Ça fait maintenant trois ans que je travaille comme consultante freelance, avec de temps à autre un contrat de photographie/vidéographie dans l’industrie du kite (derrière la caméra), en plus d’être sponsorisée par Core Kiteboarding. Mes contrats sont tous venus d’amis et de collègues qui voient le potentiel de ma contribution à leurs projets. Sûrement parce que nos collaborations pendant toutes ces années (avant mon départ) se sont bien passées, sûrement parce que j’arrive à répondre aux attentes, même en étant à l’étranger, sûrement parce que j’aime ce que je fais, sûrement… Et parfois, je ne sais pas pourquoi, et c’est correct.

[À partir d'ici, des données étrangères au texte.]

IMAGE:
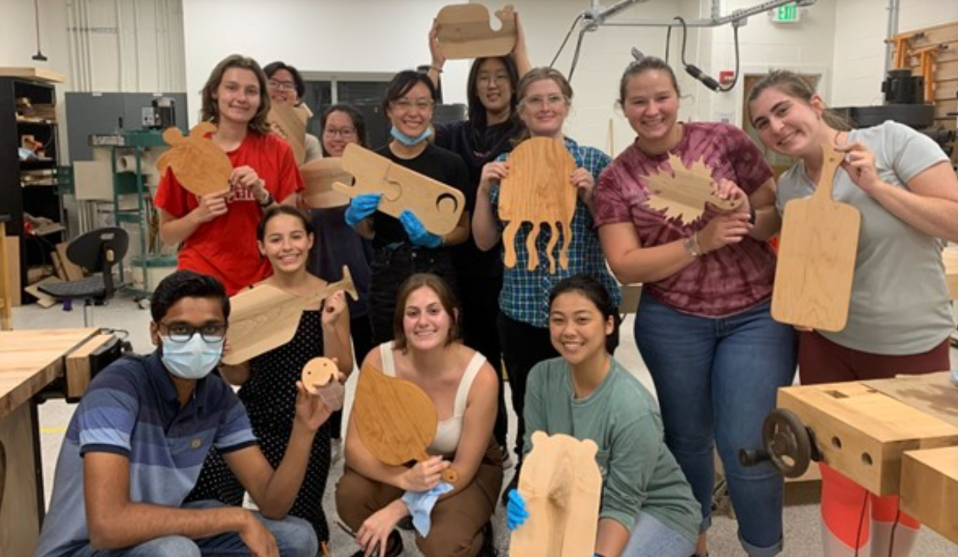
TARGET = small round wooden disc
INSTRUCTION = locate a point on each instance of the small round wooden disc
(318, 373)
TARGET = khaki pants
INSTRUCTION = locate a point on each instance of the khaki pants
(457, 521)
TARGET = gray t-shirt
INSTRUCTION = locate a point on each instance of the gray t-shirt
(900, 302)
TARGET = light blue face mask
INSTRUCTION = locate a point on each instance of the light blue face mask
(193, 359)
(407, 140)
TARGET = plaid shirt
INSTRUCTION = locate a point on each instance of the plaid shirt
(525, 294)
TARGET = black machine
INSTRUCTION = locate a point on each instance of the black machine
(904, 103)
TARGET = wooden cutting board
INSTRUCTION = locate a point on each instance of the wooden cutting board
(289, 122)
(199, 165)
(265, 317)
(562, 486)
(816, 257)
(320, 175)
(395, 418)
(538, 190)
(437, 205)
(465, 31)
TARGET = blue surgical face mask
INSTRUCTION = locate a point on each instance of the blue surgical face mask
(193, 359)
(410, 141)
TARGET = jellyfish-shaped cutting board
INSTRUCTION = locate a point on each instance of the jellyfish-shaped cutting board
(200, 165)
(562, 486)
(538, 190)
(465, 31)
(437, 205)
(395, 419)
(265, 317)
(816, 256)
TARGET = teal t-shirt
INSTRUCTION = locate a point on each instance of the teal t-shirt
(638, 471)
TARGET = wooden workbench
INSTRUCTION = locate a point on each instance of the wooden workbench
(29, 360)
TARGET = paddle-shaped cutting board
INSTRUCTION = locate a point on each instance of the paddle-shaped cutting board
(562, 486)
(395, 419)
(320, 175)
(437, 205)
(289, 122)
(265, 317)
(816, 256)
(539, 190)
(200, 165)
(465, 31)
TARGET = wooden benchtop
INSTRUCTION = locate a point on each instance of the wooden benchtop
(30, 359)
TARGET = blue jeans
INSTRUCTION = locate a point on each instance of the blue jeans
(716, 380)
(651, 538)
(294, 537)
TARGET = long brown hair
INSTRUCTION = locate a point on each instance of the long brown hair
(446, 297)
(794, 86)
(210, 109)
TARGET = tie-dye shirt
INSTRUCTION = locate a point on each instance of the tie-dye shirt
(724, 282)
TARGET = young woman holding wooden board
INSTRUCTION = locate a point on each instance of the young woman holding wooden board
(647, 508)
(462, 385)
(218, 232)
(899, 319)
(268, 381)
(545, 98)
(703, 325)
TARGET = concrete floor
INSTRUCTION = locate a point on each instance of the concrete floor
(802, 533)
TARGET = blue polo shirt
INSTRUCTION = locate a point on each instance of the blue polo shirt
(131, 409)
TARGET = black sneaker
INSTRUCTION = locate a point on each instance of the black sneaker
(393, 546)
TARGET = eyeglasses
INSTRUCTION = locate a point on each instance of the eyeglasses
(551, 101)
(345, 133)
(486, 80)
(281, 85)
(422, 105)
(179, 332)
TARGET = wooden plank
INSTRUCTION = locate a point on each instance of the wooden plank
(40, 74)
(70, 269)
(863, 433)
(19, 522)
(561, 483)
(78, 365)
(32, 359)
(929, 489)
(816, 257)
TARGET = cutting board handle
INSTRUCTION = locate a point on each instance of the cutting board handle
(831, 160)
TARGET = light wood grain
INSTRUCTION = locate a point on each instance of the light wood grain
(863, 433)
(683, 192)
(437, 205)
(929, 489)
(816, 257)
(538, 190)
(289, 122)
(562, 486)
(266, 317)
(320, 175)
(32, 359)
(465, 31)
(199, 165)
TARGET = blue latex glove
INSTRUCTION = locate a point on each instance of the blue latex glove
(516, 512)
(418, 234)
(420, 504)
(361, 207)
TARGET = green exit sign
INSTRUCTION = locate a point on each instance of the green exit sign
(786, 14)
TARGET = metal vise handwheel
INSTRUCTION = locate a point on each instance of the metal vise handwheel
(788, 442)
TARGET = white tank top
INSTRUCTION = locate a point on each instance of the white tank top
(448, 431)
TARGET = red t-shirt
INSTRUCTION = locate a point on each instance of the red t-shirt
(724, 282)
(226, 247)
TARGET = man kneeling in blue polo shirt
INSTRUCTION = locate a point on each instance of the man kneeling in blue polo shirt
(138, 439)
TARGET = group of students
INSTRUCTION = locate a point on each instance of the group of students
(443, 312)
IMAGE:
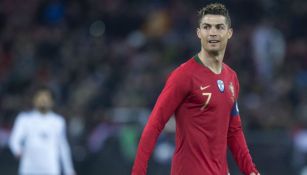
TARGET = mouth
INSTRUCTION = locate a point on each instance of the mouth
(213, 41)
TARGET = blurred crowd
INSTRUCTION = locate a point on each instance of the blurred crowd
(107, 61)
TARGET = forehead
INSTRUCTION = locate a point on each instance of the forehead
(213, 19)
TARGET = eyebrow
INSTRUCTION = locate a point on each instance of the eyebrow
(219, 24)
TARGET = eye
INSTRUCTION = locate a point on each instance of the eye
(220, 27)
(206, 27)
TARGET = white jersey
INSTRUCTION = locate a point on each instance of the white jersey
(40, 140)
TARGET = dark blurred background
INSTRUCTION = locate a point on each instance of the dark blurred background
(107, 61)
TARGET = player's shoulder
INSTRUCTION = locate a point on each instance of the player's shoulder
(56, 116)
(229, 70)
(25, 114)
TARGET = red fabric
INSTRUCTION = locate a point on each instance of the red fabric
(202, 132)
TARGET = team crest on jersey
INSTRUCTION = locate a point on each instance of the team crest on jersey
(231, 88)
(220, 84)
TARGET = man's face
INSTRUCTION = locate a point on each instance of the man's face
(214, 33)
(43, 101)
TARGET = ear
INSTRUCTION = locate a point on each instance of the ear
(198, 32)
(229, 33)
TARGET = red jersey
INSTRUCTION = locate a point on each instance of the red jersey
(207, 120)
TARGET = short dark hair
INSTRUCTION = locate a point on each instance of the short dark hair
(214, 9)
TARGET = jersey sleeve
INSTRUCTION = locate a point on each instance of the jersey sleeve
(172, 95)
(65, 153)
(236, 140)
(18, 135)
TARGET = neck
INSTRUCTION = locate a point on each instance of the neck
(214, 61)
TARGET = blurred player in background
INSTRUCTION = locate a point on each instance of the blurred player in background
(39, 139)
(203, 94)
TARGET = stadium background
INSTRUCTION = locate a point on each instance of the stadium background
(107, 60)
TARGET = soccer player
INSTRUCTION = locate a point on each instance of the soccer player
(203, 94)
(39, 139)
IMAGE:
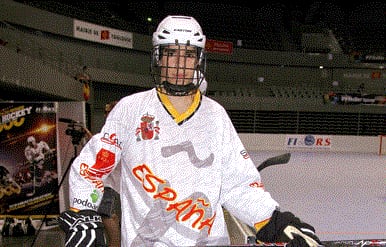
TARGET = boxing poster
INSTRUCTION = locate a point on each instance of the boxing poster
(28, 164)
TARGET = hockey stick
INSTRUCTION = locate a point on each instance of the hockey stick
(277, 160)
(338, 243)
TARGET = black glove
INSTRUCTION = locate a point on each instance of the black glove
(286, 227)
(84, 228)
(109, 202)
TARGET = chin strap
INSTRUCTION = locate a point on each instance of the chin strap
(178, 90)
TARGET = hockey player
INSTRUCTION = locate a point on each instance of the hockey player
(181, 161)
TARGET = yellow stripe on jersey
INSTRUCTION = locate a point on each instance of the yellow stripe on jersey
(178, 118)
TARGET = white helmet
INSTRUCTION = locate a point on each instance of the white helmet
(178, 30)
(31, 139)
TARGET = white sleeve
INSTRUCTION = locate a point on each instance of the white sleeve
(243, 191)
(95, 162)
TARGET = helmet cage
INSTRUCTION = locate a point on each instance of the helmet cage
(177, 86)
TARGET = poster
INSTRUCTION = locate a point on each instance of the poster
(28, 164)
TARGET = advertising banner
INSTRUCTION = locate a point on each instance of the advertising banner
(105, 35)
(28, 165)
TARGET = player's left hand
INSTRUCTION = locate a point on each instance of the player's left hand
(301, 236)
(286, 227)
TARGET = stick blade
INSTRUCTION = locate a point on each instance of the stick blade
(277, 160)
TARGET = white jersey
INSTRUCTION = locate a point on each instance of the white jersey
(177, 172)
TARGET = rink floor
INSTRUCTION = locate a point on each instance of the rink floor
(342, 195)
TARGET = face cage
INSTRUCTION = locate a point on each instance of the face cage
(175, 89)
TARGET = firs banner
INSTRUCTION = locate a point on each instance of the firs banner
(28, 160)
(308, 142)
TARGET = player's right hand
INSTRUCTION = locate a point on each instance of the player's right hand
(83, 228)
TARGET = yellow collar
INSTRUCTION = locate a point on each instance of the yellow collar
(179, 118)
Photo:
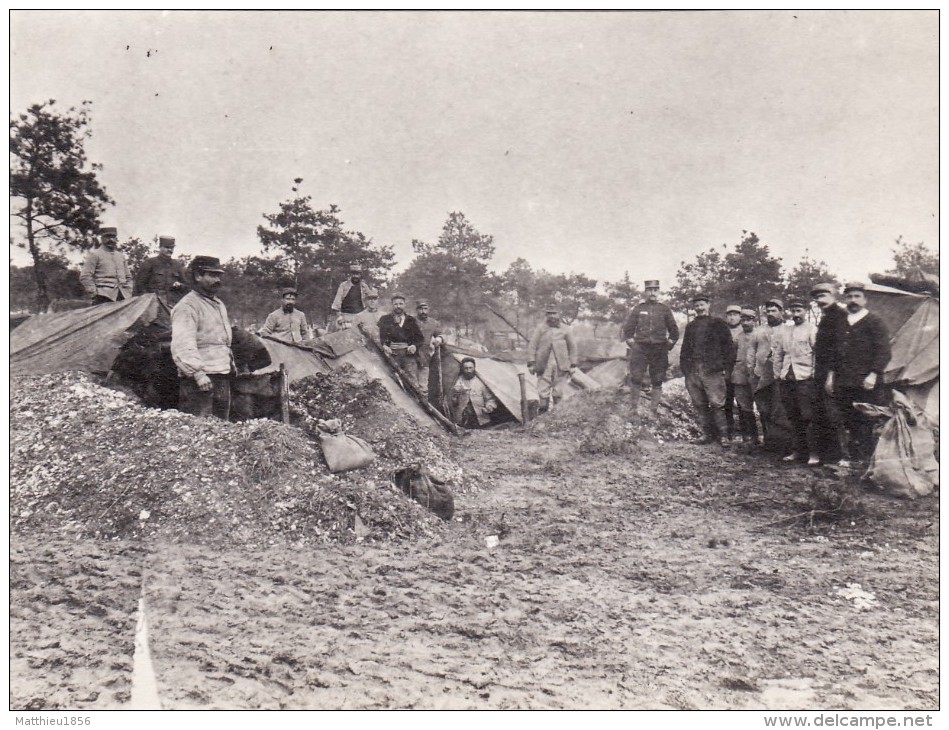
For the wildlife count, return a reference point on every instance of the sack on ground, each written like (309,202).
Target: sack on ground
(416,483)
(904,461)
(344,452)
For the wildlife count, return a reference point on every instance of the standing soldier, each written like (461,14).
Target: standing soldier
(286,323)
(707,354)
(793,359)
(741,378)
(201,344)
(162,275)
(105,273)
(862,356)
(432,330)
(551,352)
(762,374)
(733,320)
(828,426)
(650,332)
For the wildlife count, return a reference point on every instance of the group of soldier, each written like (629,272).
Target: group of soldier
(788,369)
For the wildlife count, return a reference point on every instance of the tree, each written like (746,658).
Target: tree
(315,251)
(807,273)
(55,193)
(909,259)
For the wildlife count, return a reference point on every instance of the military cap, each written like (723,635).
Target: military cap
(207,264)
(825,287)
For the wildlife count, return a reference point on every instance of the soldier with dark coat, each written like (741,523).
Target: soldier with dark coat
(650,332)
(862,356)
(162,275)
(708,352)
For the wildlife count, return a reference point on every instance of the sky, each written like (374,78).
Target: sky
(586,142)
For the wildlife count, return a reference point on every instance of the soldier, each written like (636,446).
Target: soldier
(708,352)
(350,298)
(733,320)
(286,323)
(432,330)
(105,273)
(828,426)
(201,344)
(650,332)
(551,352)
(793,360)
(162,275)
(862,356)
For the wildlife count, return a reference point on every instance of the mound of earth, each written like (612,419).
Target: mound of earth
(88,461)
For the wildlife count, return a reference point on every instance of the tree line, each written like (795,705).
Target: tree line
(57,203)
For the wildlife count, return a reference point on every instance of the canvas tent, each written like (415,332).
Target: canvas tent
(91,339)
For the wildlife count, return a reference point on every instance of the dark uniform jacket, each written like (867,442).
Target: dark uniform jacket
(651,323)
(707,342)
(158,274)
(863,348)
(829,332)
(408,334)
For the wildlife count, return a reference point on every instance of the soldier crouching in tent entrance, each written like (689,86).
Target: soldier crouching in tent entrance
(471,402)
(551,353)
(201,344)
(650,332)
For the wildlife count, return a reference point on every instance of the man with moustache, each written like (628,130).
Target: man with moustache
(350,298)
(650,332)
(708,352)
(863,352)
(201,344)
(828,425)
(287,323)
(162,275)
(793,360)
(401,337)
(105,273)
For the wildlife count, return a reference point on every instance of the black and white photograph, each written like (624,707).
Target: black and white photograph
(474,360)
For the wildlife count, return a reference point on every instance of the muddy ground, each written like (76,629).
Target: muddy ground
(676,577)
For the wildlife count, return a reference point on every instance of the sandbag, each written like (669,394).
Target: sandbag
(416,484)
(904,461)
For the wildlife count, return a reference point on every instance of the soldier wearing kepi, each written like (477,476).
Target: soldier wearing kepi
(432,330)
(650,332)
(551,352)
(201,344)
(162,275)
(828,426)
(287,323)
(105,273)
(733,320)
(707,354)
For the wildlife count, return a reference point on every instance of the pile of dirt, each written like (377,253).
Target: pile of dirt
(600,419)
(87,461)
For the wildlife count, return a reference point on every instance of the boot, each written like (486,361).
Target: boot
(656,399)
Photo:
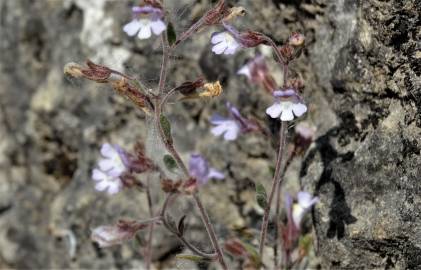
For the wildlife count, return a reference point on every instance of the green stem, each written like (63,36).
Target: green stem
(276,178)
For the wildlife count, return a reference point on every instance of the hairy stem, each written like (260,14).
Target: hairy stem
(148,249)
(275,180)
(170,148)
(164,64)
(180,237)
(209,228)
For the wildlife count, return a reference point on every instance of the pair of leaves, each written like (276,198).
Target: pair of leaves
(166,128)
(179,227)
(261,196)
(170,163)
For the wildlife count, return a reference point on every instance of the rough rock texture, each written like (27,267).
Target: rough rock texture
(362,71)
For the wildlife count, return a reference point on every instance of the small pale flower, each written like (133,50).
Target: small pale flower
(304,203)
(114,160)
(288,106)
(224,43)
(107,183)
(199,169)
(107,236)
(225,126)
(145,26)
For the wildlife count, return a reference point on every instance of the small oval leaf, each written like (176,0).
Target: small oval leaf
(170,163)
(172,36)
(181,225)
(166,128)
(261,196)
(193,258)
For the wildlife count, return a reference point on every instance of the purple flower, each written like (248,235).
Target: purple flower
(297,210)
(287,106)
(107,183)
(145,26)
(231,126)
(114,161)
(228,41)
(107,236)
(224,43)
(112,165)
(199,169)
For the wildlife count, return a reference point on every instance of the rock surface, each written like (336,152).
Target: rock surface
(362,69)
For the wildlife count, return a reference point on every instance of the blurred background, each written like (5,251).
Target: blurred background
(361,69)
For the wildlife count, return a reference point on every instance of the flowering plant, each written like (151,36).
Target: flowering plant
(118,169)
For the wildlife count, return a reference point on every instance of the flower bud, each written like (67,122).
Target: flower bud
(170,186)
(296,40)
(287,52)
(212,89)
(188,88)
(107,236)
(190,186)
(235,247)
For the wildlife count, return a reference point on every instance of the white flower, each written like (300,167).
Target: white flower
(113,162)
(144,27)
(106,182)
(229,127)
(286,110)
(107,236)
(305,202)
(224,43)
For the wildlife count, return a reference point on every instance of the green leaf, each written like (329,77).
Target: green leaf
(261,196)
(193,258)
(172,36)
(171,222)
(166,128)
(170,163)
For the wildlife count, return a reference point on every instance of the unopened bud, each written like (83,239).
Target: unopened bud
(212,89)
(296,84)
(235,247)
(73,70)
(188,88)
(296,40)
(251,39)
(190,186)
(234,12)
(287,52)
(170,186)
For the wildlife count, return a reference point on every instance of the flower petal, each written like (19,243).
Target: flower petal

Vidéographe pour Core kiteboarding

Scarborough, Afrique du Sud

Sortir des sentiers battus

Les choses sérieuses, finalement, ce n’était pas tout à fait pour moi. Et même s’il n’y avait pas vraiment de “sentiers battus” dans mon domaine d’expertise comme nomade digitale, il ne m’a fallu qu’un bon réseau de contacts, un peu de courage et beaucoup de travail.

Je sais que je suis extrêmement privilégiée d’avoir grandi dans un pays où l’accès à l’éducation est gratuit et pour tous, d’avoir l’option de vivre cette vie. Plus je voyage, plus je vois ce privilège. Plus je voyage, plus je suis reconnaissante. Je crois que notre ère digitale offre de plus en plus d’opportunités, il ne suffit peut-être que d’avoir le courage de se lancer!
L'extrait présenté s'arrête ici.